Era Julho, estava a planear a minha segunda grande viagem. Queria visitar a minha amiga Aiko em Tóquio, mas é tão longe. Ninguém queria ir: muito caro, muito longo, muito distante, muito cansativo! Bem, vou sozinha. Mas não é melhor ir com um grupo velejar para a Croácia?  

A minha amiga no Japão está feliz. Finalmente vou visitar o seu país e a sua família. Mas apenas o Japão? Não, adicionei a Coreia do Sul e a China, onde também tenho amigos. Cinco semanas de viagem.

Olho para o mapa do mundo: uau, tenho que atravessar toda a Europa, Ásia inteira, voar sobre lugares em guerra, mas vou viajar com a melhor companhia aérea - Emirates, nesses grandes aviões com dois andares, cabines privadas. Estou tão animada. Duas paragens, uma em Londres, outra no Dubai, dois dias sem dormir.

Bem, no dia sigo viagem. Sozinha de Portugal. Chego a Tóquio e a Aiko não está no aeroporto. Só vejo pessoas asiáticas, não sei uma palavra. Tenho o seu telemóvel, mas o meu português não funciona. Bem, primeiro, trocar dinheiro, em segundo lugar, encontrar um telefone. Mas não entendo como ligar para aquele número.

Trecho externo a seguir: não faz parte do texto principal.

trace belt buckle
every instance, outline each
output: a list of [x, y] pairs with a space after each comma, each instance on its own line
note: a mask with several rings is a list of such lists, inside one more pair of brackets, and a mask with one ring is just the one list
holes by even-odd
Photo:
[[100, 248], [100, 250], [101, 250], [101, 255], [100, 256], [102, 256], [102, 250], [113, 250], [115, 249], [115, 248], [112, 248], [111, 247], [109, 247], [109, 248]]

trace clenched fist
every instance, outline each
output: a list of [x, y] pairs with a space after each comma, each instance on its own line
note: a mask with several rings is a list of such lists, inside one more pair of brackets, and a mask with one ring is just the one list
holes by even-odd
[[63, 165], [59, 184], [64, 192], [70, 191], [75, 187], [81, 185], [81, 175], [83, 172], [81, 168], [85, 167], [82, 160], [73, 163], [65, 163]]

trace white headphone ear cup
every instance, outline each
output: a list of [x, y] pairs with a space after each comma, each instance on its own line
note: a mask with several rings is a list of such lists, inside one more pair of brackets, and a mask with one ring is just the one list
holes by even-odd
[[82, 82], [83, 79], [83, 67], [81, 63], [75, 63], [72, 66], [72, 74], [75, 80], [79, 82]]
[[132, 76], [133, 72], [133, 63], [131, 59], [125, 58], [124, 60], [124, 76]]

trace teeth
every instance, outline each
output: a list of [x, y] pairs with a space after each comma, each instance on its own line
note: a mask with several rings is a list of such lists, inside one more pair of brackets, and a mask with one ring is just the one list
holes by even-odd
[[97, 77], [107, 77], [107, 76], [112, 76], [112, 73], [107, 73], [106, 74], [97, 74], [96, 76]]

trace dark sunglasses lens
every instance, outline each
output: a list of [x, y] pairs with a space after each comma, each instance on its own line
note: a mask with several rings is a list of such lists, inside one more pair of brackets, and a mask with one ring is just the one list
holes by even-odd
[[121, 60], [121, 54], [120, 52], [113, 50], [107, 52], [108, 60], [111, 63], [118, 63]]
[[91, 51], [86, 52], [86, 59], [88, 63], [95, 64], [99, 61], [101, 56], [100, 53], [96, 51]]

Após muitas tentativas, sinto que preciso de ajuda. Não entendo o que me está a ser dito ao telefone. Vou a um quiosque e explico a situação. Digo-lhes, pago o que for preciso, mas por favor, ligue para a minha amiga e diga que estou à espera dela aqui.

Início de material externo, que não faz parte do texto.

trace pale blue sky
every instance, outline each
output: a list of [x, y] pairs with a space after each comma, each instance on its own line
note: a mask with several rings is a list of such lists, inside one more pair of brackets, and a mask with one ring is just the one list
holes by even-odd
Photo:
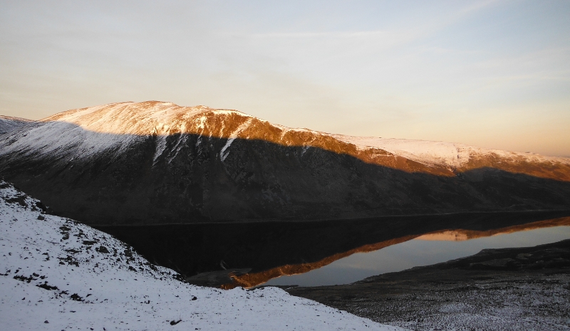
[[148, 100], [570, 156], [570, 1], [0, 0], [0, 114]]

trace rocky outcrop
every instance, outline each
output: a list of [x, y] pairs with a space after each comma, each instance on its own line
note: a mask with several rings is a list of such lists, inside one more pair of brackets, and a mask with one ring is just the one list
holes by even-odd
[[[570, 209], [568, 159], [394, 140], [290, 129], [234, 110], [122, 103], [4, 135], [0, 172], [88, 224]], [[451, 154], [434, 149], [442, 144]]]

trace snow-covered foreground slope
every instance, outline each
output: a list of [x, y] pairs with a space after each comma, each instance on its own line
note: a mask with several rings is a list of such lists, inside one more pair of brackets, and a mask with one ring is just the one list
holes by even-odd
[[18, 330], [401, 330], [276, 288], [182, 283], [0, 181], [0, 321]]

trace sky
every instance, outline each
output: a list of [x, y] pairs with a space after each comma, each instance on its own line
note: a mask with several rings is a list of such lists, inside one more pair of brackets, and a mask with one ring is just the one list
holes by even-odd
[[0, 115], [153, 100], [570, 157], [570, 1], [0, 0]]

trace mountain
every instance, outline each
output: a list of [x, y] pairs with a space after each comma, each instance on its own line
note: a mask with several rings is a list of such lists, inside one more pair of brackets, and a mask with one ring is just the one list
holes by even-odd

Depois de um tempo, a menina decide ajudar-me. Falo com a Aiko e ela diz que lamenta, mas que está a chegar. Eu não esperava que um japonês chegasse tarde, percebo agora que isso não acontece só na nossa cultura latina.

Sento-me. Estou bastante nervosa porque todos me parecem iguais. Como posso reconhecer a Aiko. Não a vejo há cinco anos, pode ter emagrecido. Bem, continua positiva!

Depois de um tempo, vejo-a. Incrível como a consigo reconhecer: a maneira como se veste, como caminha. Que sonho. Um grande abraço.

Visitei Tóquio, conheci os seus amigos, conheci a sua família, subi ao Mont Fuji em dia de furacões. Sobrevivi graças a Deus.

Depois de alguns dias, estou em Kyoto. Quero experimentar o Osaqualquercoisa de que tanto me falaram. Não sou boa em japonês. Vou de restaurante em restaurante. Peço essa coisa, mas dizem-me sempre que não têm.

Entro então no melhor restaurante da região e trazem-me o menu. A senhora diz, isto tem, o outro não tem. Começo a ficar baralhada. Se é a especialidade como pode ser? Continuo de restaurante em restaurante. A dado momento, desisto. Finalmente percebo que esta especialidade não é um prato, mas um picante. É o mesmo como andar por Lisboa a pedir piri-piri.